Last week I said goodbye to a job I held for ten years. Today I start on a new journey in a new role. My mentors would say I’m young enough to start anything new. But my 40-something brain sometimes think I should be content and not try to make too many waves.

Change seems to be the only constant and with this knowledge we should continue to embrace transition. How many times have you reached the fork in the road and just wanted to sit there? People do and when they get up, five years have passed with no movement.

That fork in the road can be a new profession, a move to another state, deciding to have another child when you said you wouldn’t, or even a new personal perspective on life. There will be the detractors in the guise of friends and family members. It takes resolve to silence the voices and go with your heart.
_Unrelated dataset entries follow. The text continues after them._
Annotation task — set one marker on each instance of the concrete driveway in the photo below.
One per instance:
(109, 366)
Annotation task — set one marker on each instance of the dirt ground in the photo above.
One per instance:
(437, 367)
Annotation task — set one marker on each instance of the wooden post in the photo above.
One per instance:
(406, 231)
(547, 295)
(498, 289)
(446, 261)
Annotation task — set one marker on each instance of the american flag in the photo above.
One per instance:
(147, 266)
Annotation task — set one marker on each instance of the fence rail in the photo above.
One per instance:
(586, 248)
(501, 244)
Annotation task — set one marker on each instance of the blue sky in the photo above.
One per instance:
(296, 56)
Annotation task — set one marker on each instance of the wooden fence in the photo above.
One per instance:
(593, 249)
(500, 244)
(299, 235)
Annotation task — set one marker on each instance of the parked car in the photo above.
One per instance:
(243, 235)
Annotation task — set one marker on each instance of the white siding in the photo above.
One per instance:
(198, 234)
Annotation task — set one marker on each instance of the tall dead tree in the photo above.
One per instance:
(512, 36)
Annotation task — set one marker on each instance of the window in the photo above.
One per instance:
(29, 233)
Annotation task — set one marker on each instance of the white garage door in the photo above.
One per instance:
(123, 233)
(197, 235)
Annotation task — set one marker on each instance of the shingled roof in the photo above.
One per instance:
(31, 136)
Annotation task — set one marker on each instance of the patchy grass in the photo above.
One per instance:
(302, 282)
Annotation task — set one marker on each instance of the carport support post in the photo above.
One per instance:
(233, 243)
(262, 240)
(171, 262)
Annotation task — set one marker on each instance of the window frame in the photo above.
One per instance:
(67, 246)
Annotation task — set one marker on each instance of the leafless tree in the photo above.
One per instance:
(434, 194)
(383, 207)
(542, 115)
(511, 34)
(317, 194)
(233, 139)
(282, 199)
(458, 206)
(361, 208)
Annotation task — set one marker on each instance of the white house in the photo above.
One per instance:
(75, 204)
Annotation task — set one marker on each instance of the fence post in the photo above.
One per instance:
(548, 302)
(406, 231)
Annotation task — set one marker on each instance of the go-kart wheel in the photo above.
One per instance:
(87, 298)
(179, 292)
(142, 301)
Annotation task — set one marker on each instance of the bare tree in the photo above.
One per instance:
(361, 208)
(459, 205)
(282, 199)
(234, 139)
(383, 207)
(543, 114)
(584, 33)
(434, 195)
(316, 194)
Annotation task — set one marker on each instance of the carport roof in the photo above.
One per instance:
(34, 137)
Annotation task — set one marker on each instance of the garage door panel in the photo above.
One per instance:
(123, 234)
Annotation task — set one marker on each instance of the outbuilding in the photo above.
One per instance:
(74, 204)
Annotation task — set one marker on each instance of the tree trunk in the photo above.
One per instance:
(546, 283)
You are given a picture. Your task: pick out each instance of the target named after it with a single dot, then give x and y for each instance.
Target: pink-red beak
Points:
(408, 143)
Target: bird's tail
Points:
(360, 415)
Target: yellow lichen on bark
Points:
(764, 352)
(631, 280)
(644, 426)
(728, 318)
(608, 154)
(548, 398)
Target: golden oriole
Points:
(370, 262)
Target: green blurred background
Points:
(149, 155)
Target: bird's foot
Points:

Taking risks should not just be left to college grads and desperate millenials. Rather it is for anyone who has a yearning to be different, to do different, and make a difference. Age may impact how swift it can take place. Yet with adequate thought, prayer, and planning it can happen.

Take the time to consider your priorities. If there is a family to think of, look at the bigger picture and be sure your decision has factored in how your spouse and/or children will be affected. Failing to count the entire cost could be detrimental. Once you have done your research, considered the pluses and deltas, then you make your final decision.

Once all is said and done and you know change is in your future, then by all that’s good and perfect do the damn thing! Trust me, your heart won’t miss a beat and you will know, that you know, that you know, taking that fork in the road was worth the risk. You choose which side to take–none else.

Ecclesiastes 11:4-6
“He who observes the wind will not sow, and he who regards the clouds will not reap. As you do not know the way the spirit comes to the bones in the womb of a woman with child, so you do not know the work of God who makes everything. In the morning sow your seed, and at evening withhold not your hand, for you do not know which will prosper, this or that, or whether both alike will be good.”